And then there’s science, which has adopted math as the preferred method of description for life, nonlife and the entire physical universe. Math does a decent enough job at this to inspire wonder among physicists about why it works so well. The answer isn’t obvious, but Tegmark thinks he knows: It’s because reality is math. In fact, he contends, all mathematical structures are real. The internal reality of human perceptions is merely a pale approximation of the true external reality embodied in one of those mathematical structures.

It’s fascinating speculation, presented engagingly. But it’s unfortunately more than 200 pages into the book before he actually begins to discuss his point. The first half of the book is a semiautobiographical crash course in modern cosmology, of which Tegmark is a prominent practitioner. And the last chapter veers into a rant about ways human civilization could self-destruct, having virtually nothing to do with the rest of the book at all.

Tegmark’s case is not entirely convincing. To believe, you need to accept the “block universe” view of spacetime, in which time and change are illusions because all spacetime already exists, just sitting there.
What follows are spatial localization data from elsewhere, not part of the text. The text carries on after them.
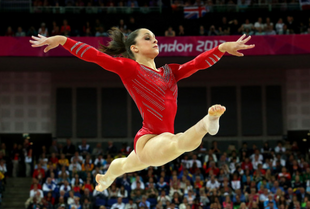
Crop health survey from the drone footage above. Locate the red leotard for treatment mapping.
[63,38,224,152]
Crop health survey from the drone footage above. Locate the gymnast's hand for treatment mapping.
[29,34,67,52]
[219,34,255,57]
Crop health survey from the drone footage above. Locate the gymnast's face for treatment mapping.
[130,28,159,59]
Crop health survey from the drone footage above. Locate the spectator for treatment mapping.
[178,25,185,36]
[92,143,106,156]
[106,141,117,155]
[157,190,171,207]
[223,195,233,209]
[42,178,56,196]
[4,26,15,36]
[27,26,38,36]
[128,17,139,32]
[30,184,44,198]
[264,194,278,209]
[139,195,151,209]
[32,163,45,180]
[218,17,230,35]
[208,25,219,36]
[38,23,48,37]
[117,185,128,198]
[198,25,206,36]
[61,138,75,158]
[165,26,175,37]
[206,175,220,190]
[60,19,71,36]
[51,21,61,36]
[125,199,138,209]
[254,17,266,32]
[59,180,72,196]
[78,140,91,156]
[15,26,26,37]
[69,158,82,171]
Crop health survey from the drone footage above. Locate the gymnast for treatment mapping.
[30,28,254,191]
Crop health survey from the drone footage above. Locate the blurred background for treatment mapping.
[0,0,310,209]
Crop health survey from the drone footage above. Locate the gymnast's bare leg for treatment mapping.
[96,105,226,191]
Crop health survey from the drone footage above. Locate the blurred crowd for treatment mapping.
[0,136,310,209]
[3,15,310,37]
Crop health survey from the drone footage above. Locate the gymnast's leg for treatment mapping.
[96,151,148,191]
[96,105,226,191]
[136,105,226,166]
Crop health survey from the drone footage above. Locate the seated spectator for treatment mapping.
[27,26,38,36]
[206,175,220,190]
[264,194,278,209]
[4,26,15,36]
[58,154,69,169]
[274,141,286,154]
[94,154,107,168]
[38,23,48,37]
[178,25,185,36]
[139,195,151,209]
[254,17,266,32]
[92,185,109,200]
[117,185,128,198]
[208,25,219,36]
[55,197,67,209]
[49,152,59,166]
[130,189,144,205]
[61,138,75,158]
[15,26,26,37]
[42,178,56,196]
[59,180,72,196]
[278,167,291,180]
[92,143,103,156]
[69,158,82,171]
[223,195,233,209]
[184,190,196,205]
[106,141,117,155]
[60,19,71,36]
[32,163,45,181]
[125,199,138,209]
[165,26,175,37]
[231,174,241,191]
[198,25,207,36]
[82,155,94,172]
[50,21,61,36]
[25,196,42,209]
[70,151,84,165]
[111,197,125,209]
[218,17,230,35]
[157,190,171,207]
[169,183,183,198]
[78,139,91,156]
[30,184,44,198]
[82,178,94,192]
[44,192,55,205]
[220,181,232,196]
[69,196,82,209]
[108,184,119,198]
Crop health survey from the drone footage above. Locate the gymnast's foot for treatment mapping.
[96,174,114,192]
[204,105,226,135]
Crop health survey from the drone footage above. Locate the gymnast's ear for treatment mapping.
[130,45,139,53]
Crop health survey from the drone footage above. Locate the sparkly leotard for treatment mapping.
[63,38,224,152]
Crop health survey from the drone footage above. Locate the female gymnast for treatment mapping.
[30,28,254,191]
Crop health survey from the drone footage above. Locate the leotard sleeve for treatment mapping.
[169,47,224,81]
[63,38,136,76]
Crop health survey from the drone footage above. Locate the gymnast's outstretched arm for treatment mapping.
[30,35,137,75]
[169,35,255,81]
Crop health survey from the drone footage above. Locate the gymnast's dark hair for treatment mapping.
[99,28,140,60]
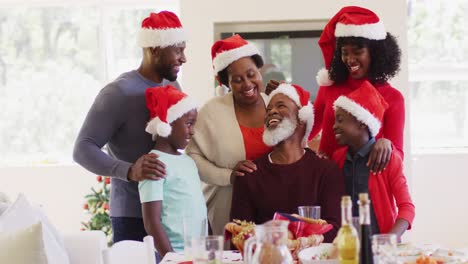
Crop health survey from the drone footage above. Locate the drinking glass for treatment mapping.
[352,216,361,237]
[297,206,320,219]
[183,216,208,260]
[192,236,224,264]
[372,234,397,264]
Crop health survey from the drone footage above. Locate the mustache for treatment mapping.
[263,118,297,147]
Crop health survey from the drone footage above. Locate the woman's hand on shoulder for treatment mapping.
[127,153,166,182]
[367,138,392,173]
[231,160,257,182]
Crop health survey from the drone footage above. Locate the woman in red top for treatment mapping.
[309,6,405,172]
[187,35,271,235]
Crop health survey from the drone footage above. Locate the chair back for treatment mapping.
[103,236,156,264]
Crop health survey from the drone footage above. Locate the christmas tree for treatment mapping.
[81,176,112,245]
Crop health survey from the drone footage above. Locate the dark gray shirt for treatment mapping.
[343,138,379,234]
[73,70,180,218]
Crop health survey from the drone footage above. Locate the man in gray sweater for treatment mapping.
[73,11,187,243]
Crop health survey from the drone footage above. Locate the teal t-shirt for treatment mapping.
[138,150,207,251]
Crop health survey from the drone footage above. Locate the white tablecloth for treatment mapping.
[160,250,243,264]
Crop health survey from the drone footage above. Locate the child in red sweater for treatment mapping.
[332,81,415,237]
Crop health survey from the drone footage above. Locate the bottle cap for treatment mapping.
[341,195,351,206]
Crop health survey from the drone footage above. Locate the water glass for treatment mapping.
[297,206,320,219]
[183,216,208,260]
[372,234,397,264]
[192,236,224,264]
[352,216,361,237]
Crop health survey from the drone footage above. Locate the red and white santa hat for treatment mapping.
[333,81,388,137]
[211,34,260,75]
[145,85,197,139]
[266,83,314,144]
[138,11,188,48]
[317,6,387,86]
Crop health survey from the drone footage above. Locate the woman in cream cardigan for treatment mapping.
[186,35,270,235]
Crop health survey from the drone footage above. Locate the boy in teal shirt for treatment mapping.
[138,85,207,257]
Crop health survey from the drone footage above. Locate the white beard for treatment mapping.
[263,118,297,147]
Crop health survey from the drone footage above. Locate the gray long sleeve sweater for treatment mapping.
[73,70,180,218]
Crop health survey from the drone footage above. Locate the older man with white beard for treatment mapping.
[231,84,345,242]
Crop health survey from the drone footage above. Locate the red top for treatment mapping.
[309,78,405,160]
[239,124,271,160]
[333,147,415,234]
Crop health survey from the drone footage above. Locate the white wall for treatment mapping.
[180,0,408,106]
[411,154,468,248]
[0,0,468,247]
[0,165,97,233]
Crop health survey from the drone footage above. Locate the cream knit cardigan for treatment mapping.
[186,93,266,235]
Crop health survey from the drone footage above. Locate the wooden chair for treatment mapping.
[102,236,156,264]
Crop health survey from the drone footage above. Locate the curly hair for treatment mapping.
[217,54,263,87]
[329,33,401,83]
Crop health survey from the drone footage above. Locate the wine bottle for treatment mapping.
[359,193,374,264]
[336,196,359,264]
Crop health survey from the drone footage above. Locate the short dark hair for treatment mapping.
[330,33,401,83]
[218,54,263,87]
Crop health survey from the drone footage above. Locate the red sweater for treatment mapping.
[333,147,415,233]
[309,78,405,160]
[231,149,345,242]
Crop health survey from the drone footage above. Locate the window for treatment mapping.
[0,0,178,166]
[214,20,326,101]
[221,30,324,101]
[408,0,468,153]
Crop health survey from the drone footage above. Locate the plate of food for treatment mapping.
[299,243,338,264]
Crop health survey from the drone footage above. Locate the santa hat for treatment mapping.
[211,34,260,95]
[333,81,388,137]
[266,83,314,144]
[138,11,187,48]
[317,6,387,86]
[145,85,197,139]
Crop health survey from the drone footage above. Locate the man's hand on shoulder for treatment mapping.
[127,153,166,182]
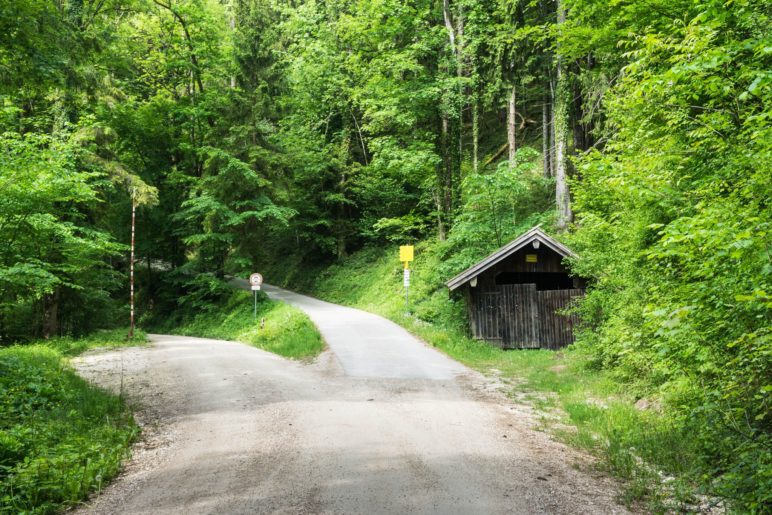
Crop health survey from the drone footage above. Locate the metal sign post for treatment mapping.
[249,273,263,322]
[402,263,410,313]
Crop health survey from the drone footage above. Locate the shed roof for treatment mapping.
[445,225,577,290]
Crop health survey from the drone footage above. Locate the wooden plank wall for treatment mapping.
[470,284,584,349]
[537,289,584,349]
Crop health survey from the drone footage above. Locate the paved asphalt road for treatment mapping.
[71,286,626,514]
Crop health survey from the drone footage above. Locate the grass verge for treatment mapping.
[0,331,145,513]
[269,243,704,511]
[163,291,324,359]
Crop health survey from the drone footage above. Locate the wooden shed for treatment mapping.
[446,226,586,349]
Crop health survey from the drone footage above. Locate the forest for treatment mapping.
[0,0,772,513]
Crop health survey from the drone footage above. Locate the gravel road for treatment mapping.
[75,287,627,514]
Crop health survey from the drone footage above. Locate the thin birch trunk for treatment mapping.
[554,0,571,230]
[129,198,137,338]
[507,84,517,168]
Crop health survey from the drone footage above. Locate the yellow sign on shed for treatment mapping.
[399,245,413,263]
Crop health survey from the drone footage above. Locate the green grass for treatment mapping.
[0,331,145,513]
[163,291,324,359]
[271,243,696,511]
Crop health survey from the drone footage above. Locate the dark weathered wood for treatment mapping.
[458,230,585,349]
[469,284,584,349]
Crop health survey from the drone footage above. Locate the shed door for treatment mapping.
[498,284,539,349]
[476,291,502,343]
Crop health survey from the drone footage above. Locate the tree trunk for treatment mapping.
[43,288,59,340]
[553,0,572,230]
[128,199,137,338]
[507,84,517,168]
[472,90,480,173]
[541,101,552,177]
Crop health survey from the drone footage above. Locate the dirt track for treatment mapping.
[71,292,626,514]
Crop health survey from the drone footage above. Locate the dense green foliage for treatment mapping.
[0,0,772,511]
[0,331,143,513]
[155,291,324,359]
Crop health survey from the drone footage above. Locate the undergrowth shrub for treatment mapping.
[0,342,138,513]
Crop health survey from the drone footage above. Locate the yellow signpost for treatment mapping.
[399,245,413,312]
[399,245,413,268]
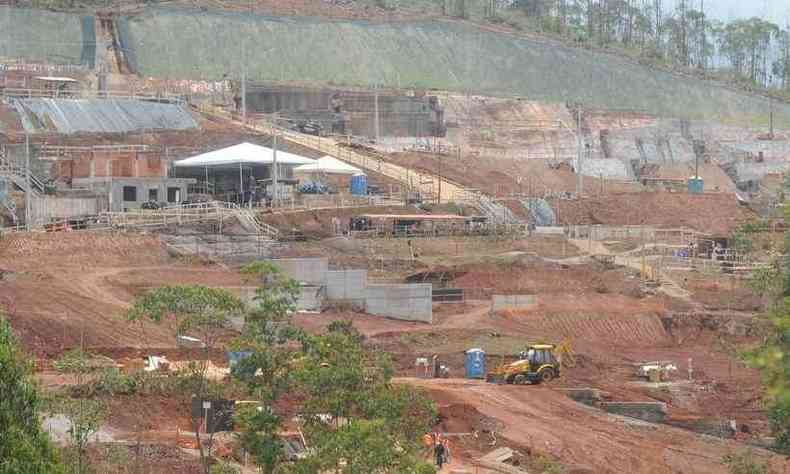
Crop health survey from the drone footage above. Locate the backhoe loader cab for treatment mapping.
[486,344,560,385]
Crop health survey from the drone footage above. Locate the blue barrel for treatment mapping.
[351,173,368,196]
[689,176,705,194]
[465,349,486,379]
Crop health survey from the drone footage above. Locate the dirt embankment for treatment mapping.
[550,192,757,236]
[387,153,640,197]
[406,379,790,474]
[0,232,241,356]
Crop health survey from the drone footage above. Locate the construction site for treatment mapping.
[0,0,790,474]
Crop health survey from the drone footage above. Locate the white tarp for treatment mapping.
[294,155,365,175]
[173,142,315,167]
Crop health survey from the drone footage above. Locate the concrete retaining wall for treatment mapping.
[326,270,368,304]
[601,402,667,423]
[491,295,537,311]
[31,196,108,224]
[365,284,433,323]
[223,285,324,314]
[272,258,329,285]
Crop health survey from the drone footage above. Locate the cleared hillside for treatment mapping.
[120,8,790,125]
[0,6,96,67]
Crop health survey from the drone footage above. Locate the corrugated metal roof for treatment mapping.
[13,98,197,134]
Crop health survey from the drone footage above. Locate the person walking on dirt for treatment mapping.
[433,441,444,471]
[442,438,450,464]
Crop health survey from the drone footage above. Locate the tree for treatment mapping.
[297,324,436,474]
[233,262,302,474]
[127,286,244,474]
[49,348,106,474]
[745,206,790,454]
[0,314,64,474]
[771,27,790,90]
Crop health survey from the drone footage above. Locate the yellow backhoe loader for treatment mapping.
[486,341,576,385]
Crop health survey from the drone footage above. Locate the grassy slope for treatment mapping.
[122,9,790,126]
[0,6,95,64]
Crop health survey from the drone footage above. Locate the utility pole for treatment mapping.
[272,112,280,207]
[25,133,32,232]
[576,104,584,199]
[241,38,247,123]
[373,84,381,145]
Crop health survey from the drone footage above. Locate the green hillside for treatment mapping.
[0,6,96,67]
[121,9,790,126]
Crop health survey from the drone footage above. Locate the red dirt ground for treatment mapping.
[0,233,241,355]
[387,153,640,196]
[550,192,757,236]
[400,379,790,474]
[0,233,788,473]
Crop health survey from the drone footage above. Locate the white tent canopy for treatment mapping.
[294,155,364,175]
[173,142,315,168]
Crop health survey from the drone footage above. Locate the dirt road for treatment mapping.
[406,378,790,474]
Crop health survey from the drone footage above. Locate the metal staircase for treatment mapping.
[223,202,280,240]
[99,201,280,240]
[475,194,524,224]
[0,148,45,196]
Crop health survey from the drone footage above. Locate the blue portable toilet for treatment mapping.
[228,351,252,376]
[688,176,705,194]
[351,173,368,196]
[465,348,486,379]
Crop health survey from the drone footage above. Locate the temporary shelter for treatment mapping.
[294,155,364,175]
[173,142,315,199]
[173,142,315,168]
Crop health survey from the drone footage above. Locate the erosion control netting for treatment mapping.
[573,158,630,180]
[119,8,790,123]
[0,6,96,67]
[521,198,557,227]
[13,99,197,134]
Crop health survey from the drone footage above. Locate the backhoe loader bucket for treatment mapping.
[486,373,505,384]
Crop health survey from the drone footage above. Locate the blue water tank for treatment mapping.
[351,173,368,196]
[465,349,486,379]
[689,176,705,194]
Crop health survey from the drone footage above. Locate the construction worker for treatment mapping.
[422,433,436,458]
[433,441,445,471]
[442,438,450,464]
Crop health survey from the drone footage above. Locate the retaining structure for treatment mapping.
[601,402,667,423]
[365,283,433,323]
[326,270,368,305]
[272,258,329,285]
[491,295,538,311]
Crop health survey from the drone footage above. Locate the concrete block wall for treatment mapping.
[272,258,433,323]
[601,402,667,423]
[365,283,433,323]
[491,295,537,311]
[224,285,324,311]
[272,258,329,285]
[326,270,368,304]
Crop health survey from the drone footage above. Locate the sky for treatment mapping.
[667,0,790,26]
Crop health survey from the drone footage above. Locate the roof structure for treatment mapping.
[34,76,79,82]
[173,142,315,168]
[360,214,476,221]
[294,155,365,175]
[12,98,198,134]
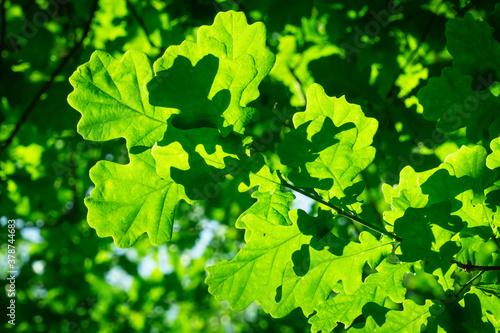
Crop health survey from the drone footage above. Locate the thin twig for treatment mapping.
[455,271,484,297]
[280,177,403,242]
[385,15,437,100]
[450,260,500,273]
[0,0,99,155]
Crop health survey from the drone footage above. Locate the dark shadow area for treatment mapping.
[421,169,474,213]
[394,202,463,273]
[147,54,231,129]
[427,294,495,333]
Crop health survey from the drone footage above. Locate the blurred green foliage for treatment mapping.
[0,0,500,332]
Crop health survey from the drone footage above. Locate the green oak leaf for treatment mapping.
[446,14,500,78]
[85,149,188,248]
[486,138,500,169]
[309,259,412,332]
[351,300,433,333]
[278,84,378,211]
[469,284,500,331]
[68,51,171,148]
[236,189,295,241]
[383,146,498,289]
[206,210,393,317]
[148,11,275,137]
[418,67,500,142]
[152,126,242,200]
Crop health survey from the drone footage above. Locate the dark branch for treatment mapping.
[0,0,99,155]
[450,260,500,273]
[127,1,165,55]
[278,173,403,242]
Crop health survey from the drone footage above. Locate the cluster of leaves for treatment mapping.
[0,0,500,332]
[68,5,500,332]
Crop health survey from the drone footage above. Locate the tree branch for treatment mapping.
[278,174,403,242]
[0,0,99,155]
[450,260,500,273]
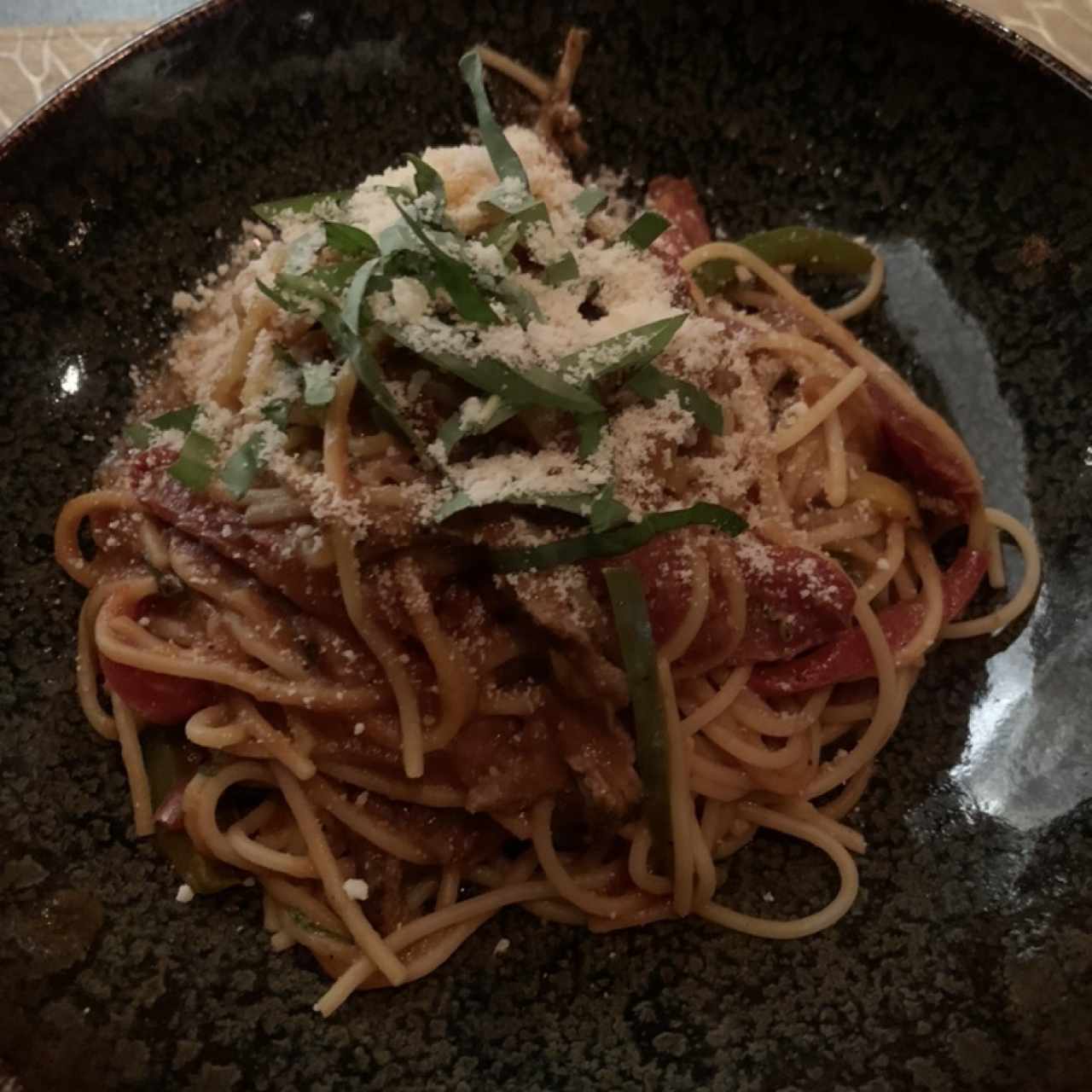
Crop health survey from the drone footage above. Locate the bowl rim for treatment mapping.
[0,0,1092,166]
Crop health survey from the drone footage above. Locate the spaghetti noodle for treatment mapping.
[55,36,1038,1015]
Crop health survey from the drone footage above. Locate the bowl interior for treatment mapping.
[0,0,1092,1092]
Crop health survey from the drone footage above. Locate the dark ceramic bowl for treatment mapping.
[0,0,1092,1092]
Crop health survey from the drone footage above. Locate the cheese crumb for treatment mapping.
[342,879,368,902]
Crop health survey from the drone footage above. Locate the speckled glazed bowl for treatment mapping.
[0,0,1092,1092]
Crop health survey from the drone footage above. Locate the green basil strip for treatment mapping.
[254,281,301,315]
[251,190,352,227]
[577,413,607,459]
[436,395,518,454]
[276,270,339,305]
[406,155,448,217]
[304,362,338,406]
[572,186,611,219]
[219,433,265,500]
[340,258,382,334]
[539,250,580,288]
[122,403,201,449]
[489,503,747,572]
[320,309,434,468]
[590,485,629,534]
[603,566,671,853]
[262,398,292,432]
[433,489,601,523]
[625,363,724,436]
[618,211,671,250]
[383,327,603,414]
[322,219,379,258]
[391,195,500,325]
[167,429,216,492]
[558,313,687,380]
[497,277,543,330]
[459,49,531,195]
[691,226,876,293]
[288,909,352,944]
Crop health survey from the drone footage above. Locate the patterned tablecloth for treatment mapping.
[0,0,1092,134]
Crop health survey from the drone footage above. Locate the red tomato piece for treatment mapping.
[99,655,216,724]
[747,549,988,698]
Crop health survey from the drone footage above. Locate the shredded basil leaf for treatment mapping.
[590,485,629,534]
[385,327,603,414]
[262,398,292,432]
[288,909,352,944]
[219,433,265,500]
[541,250,580,288]
[340,258,382,334]
[691,226,876,293]
[391,195,500,325]
[618,210,671,250]
[322,219,379,258]
[254,281,300,315]
[577,413,607,459]
[603,566,671,853]
[320,308,434,467]
[251,190,352,227]
[572,186,611,219]
[489,503,747,572]
[436,395,516,454]
[459,49,531,210]
[122,403,201,449]
[433,489,601,523]
[407,155,448,217]
[625,363,724,436]
[167,429,216,492]
[558,313,687,380]
[304,362,338,406]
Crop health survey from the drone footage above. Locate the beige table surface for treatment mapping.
[0,0,1092,134]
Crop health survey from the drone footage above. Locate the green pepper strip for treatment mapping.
[603,565,671,853]
[693,226,876,293]
[141,729,242,894]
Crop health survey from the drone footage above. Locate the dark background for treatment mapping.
[0,0,1092,1092]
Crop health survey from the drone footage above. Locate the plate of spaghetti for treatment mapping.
[0,3,1092,1089]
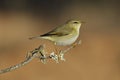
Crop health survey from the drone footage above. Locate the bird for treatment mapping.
[29,19,84,46]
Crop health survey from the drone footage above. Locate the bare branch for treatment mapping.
[0,41,80,74]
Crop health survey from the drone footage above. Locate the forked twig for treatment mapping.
[0,41,81,74]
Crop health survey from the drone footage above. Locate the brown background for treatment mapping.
[0,0,120,80]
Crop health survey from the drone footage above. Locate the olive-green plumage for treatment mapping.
[30,19,82,46]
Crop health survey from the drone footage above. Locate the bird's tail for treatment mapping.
[28,36,41,40]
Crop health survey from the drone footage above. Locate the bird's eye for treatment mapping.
[73,21,78,24]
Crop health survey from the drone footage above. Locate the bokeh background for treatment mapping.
[0,0,120,80]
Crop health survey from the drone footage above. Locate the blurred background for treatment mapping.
[0,0,120,80]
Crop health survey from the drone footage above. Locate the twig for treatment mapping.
[0,41,80,74]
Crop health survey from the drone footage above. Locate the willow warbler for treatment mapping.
[29,19,82,46]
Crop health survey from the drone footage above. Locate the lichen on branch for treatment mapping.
[0,40,81,74]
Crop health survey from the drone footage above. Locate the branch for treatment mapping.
[0,41,81,74]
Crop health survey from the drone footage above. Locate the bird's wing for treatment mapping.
[41,27,70,36]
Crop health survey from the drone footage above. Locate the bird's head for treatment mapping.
[66,19,84,30]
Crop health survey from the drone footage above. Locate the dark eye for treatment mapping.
[73,22,78,24]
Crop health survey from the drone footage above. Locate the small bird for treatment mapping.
[29,19,83,46]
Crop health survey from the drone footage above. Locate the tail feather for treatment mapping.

He further requires doing away with infinity, as math with infinities is subject to the Gödel undecidability theorem, which demonstrates that mathematical systems of sufficient complexity cannot be completely consistent. So in some way the “real” underlying mathematical reality must somehow be simpler than most of the math that scientists actually use.

Of course, the math now in use hasn’t succeeded in answering all of science’s big questions either. So perhaps it will turn out that there’s a sense in which Tegmark is right about all this. But if so, he’s a century ahead of his time. Or three or four.